Confucius versus modernity in Chinese schools

Cultural Insights — By on December 12, 2006 at 2:03 pm

As China’s economy globalizes and its educational system tries to prepare students for a more interconnected world, there is a simultaneous push in Chinese schools to introduce young people to the country’s ancient culture, including the teachings of Confucius.  There is an interesting story in the Christian Science Monitor about these sometimes conflicting goals.

On a recent Friday afternoon in this southern Chinese province, the fourth-graders at Bowen International School were sitting up straight, their arms neatly crossed in front of them, belting out 13th-century Chinese poems on the virtues of being polite, respecting their parents, and working hard in school.  “To behave as a younger brother towards elders, is one of the first things to know,” the children chanted with drill-like intensity. …

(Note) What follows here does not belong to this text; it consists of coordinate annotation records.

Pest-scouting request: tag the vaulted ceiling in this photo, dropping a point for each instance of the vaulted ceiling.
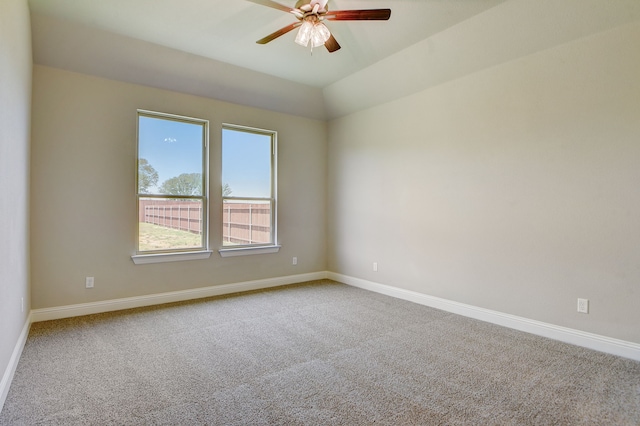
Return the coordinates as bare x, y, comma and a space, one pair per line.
207, 47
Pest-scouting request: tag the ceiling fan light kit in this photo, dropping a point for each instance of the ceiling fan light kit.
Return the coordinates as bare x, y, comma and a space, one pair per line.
310, 16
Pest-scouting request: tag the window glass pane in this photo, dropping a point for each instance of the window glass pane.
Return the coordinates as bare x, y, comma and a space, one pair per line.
246, 222
246, 164
167, 224
172, 176
170, 157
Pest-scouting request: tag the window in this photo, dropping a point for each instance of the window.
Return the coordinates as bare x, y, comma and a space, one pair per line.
248, 190
171, 184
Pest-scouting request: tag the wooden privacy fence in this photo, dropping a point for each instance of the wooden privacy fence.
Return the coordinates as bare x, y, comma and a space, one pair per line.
242, 223
248, 223
174, 214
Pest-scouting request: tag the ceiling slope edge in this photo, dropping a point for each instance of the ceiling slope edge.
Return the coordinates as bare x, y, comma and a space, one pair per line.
73, 47
506, 32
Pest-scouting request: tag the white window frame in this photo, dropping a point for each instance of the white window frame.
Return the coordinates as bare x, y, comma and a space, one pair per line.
255, 248
172, 255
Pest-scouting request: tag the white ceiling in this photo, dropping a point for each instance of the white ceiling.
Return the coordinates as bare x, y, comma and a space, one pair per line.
207, 47
227, 30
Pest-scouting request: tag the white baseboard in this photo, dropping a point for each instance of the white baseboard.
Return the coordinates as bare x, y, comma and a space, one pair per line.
7, 377
576, 337
68, 311
588, 340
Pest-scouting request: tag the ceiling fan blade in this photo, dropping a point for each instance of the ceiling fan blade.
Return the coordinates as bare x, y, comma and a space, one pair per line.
273, 5
359, 15
278, 33
331, 44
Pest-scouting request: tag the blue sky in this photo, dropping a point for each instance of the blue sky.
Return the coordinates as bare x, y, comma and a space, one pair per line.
246, 163
175, 147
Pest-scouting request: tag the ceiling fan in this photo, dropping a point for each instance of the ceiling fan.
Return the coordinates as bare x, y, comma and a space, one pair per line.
311, 14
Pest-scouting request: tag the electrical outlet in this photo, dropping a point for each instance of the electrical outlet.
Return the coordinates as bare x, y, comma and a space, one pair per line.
583, 306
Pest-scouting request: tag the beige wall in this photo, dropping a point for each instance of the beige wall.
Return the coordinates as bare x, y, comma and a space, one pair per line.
83, 218
15, 103
515, 189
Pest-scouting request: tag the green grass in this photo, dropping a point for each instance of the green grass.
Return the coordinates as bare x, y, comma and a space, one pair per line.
154, 237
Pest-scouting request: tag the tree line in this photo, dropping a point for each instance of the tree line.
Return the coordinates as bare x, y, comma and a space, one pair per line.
183, 184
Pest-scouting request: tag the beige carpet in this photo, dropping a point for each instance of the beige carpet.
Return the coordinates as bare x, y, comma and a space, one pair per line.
318, 353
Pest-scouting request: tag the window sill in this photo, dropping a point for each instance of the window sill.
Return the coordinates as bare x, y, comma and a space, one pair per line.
141, 259
246, 251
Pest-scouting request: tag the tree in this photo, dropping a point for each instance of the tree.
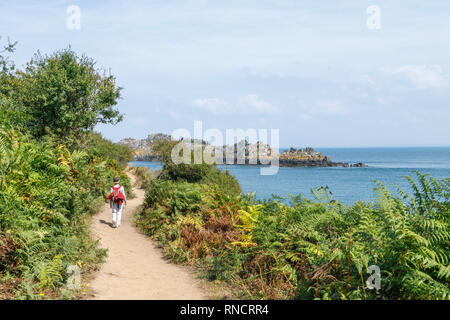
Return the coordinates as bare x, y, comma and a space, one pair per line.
65, 95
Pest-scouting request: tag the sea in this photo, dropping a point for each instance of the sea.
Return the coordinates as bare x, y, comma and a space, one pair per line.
387, 165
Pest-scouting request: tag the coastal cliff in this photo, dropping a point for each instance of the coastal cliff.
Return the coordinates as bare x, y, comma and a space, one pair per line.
243, 152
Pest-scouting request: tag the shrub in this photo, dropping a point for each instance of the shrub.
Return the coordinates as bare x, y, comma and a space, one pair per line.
307, 249
45, 196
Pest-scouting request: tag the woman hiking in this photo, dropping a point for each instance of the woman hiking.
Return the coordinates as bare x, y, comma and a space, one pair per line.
117, 199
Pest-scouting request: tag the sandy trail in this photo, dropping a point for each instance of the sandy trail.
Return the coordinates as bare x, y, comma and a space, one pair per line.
135, 267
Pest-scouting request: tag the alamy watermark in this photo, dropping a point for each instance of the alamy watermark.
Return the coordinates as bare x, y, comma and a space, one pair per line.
250, 146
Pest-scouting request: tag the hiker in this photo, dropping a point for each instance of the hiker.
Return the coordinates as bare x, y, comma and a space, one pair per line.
117, 199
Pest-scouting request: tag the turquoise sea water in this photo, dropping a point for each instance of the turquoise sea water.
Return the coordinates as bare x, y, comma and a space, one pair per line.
387, 165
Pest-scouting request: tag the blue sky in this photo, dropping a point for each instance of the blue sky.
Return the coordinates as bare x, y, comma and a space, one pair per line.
310, 68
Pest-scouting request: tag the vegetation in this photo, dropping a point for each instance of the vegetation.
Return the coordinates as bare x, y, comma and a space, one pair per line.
54, 171
63, 94
305, 249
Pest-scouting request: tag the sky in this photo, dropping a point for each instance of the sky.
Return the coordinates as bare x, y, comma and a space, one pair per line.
316, 70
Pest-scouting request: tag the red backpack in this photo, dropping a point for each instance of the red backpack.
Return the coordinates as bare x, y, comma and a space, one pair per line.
117, 195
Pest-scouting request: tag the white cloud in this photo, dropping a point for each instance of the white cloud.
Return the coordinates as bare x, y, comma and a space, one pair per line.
324, 108
212, 105
252, 103
248, 104
421, 76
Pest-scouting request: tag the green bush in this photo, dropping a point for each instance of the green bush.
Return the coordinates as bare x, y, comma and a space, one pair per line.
46, 194
307, 249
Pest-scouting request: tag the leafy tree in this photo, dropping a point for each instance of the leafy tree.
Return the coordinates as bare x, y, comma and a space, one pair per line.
65, 95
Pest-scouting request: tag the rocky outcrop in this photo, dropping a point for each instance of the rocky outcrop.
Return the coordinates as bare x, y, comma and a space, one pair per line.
242, 152
143, 148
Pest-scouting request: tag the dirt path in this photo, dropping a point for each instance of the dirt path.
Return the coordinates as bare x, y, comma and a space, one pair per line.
135, 267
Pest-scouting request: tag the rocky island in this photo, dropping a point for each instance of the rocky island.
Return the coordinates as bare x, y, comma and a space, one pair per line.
243, 152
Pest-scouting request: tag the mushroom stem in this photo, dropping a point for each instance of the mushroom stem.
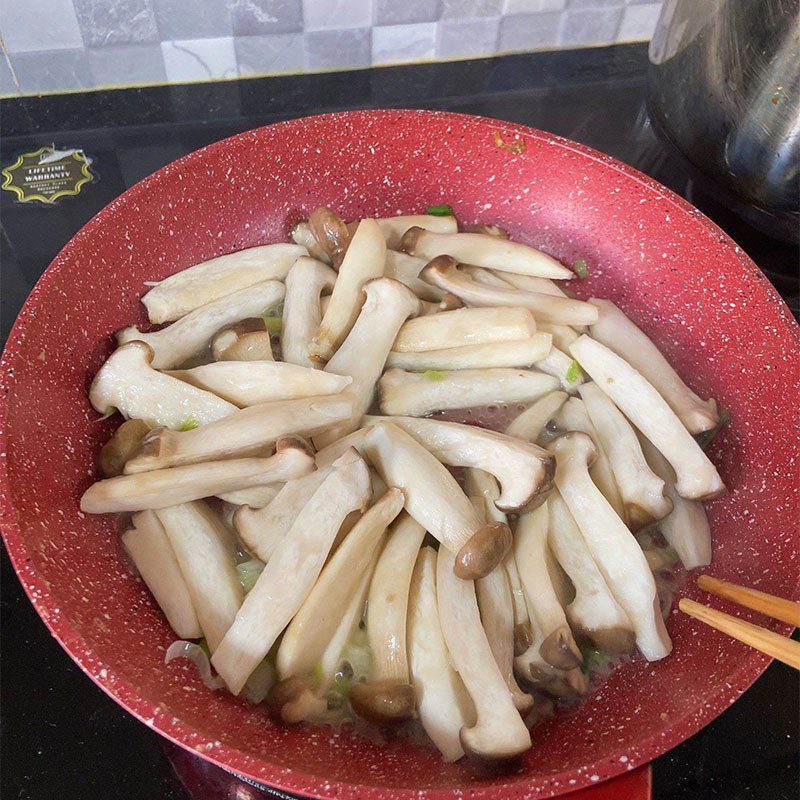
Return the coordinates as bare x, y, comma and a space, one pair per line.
244, 432
499, 731
483, 250
192, 334
465, 326
302, 312
128, 383
214, 280
166, 487
444, 273
364, 259
641, 403
524, 471
416, 394
593, 614
149, 548
443, 704
310, 631
509, 355
617, 332
558, 647
203, 549
642, 491
388, 697
250, 383
613, 547
290, 574
363, 353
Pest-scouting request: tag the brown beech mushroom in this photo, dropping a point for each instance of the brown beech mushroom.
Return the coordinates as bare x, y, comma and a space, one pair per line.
641, 403
189, 289
613, 547
483, 251
444, 273
250, 430
128, 383
192, 334
165, 487
302, 310
499, 731
364, 259
388, 697
291, 573
524, 471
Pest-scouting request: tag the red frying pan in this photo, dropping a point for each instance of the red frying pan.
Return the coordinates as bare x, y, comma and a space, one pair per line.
678, 275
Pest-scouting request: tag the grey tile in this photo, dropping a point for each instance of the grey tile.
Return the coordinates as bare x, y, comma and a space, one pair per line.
105, 22
192, 19
469, 9
127, 64
338, 49
589, 26
55, 71
397, 12
270, 55
469, 37
526, 32
38, 25
266, 16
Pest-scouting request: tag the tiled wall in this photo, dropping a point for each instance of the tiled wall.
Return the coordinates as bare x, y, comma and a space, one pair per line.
54, 45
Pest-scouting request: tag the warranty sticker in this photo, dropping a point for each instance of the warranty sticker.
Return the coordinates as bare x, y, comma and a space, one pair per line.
48, 175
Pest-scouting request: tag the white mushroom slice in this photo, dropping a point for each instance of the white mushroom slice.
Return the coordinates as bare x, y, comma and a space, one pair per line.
524, 470
617, 332
574, 417
308, 634
302, 234
393, 228
290, 574
147, 545
166, 487
642, 491
364, 259
261, 530
388, 696
686, 527
192, 334
244, 432
508, 355
483, 250
444, 273
558, 647
465, 326
593, 614
128, 383
185, 291
529, 425
641, 403
415, 394
202, 548
249, 383
613, 547
435, 500
443, 704
302, 310
363, 353
499, 731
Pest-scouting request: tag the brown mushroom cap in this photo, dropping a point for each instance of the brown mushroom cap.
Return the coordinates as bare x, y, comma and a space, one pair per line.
484, 551
121, 446
385, 702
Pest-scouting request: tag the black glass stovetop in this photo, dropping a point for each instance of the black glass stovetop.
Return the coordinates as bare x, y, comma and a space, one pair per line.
62, 737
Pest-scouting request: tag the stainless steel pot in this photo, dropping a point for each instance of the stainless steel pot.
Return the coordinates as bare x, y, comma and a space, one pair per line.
724, 90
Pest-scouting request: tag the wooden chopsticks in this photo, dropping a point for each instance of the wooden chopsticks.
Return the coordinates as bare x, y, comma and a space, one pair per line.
773, 644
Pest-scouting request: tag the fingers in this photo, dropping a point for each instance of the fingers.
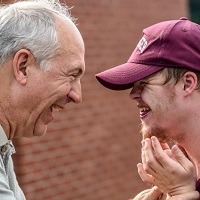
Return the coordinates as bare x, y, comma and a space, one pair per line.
144, 176
194, 195
151, 194
181, 159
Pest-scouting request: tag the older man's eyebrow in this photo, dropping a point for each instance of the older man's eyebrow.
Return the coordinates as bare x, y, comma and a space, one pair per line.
77, 70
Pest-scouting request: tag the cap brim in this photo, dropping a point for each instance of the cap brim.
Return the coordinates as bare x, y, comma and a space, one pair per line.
123, 76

But as the government asks schools like Bowen to focus more on classic Chinese literature and art – including the teachings of Confucius, who emphasized traditional values and respect for elders – recent national curriculum reforms also call for more creativity and critical thinking in the classrooms …

So while some lessons transport the children back to ancient China, others aim to prepare the students for a more modern, global future.  … Wang Jiajun, the principal of the Beijing Huijia Private School, says the goal is simple: “We want our students to become world people with Chinese hearts.”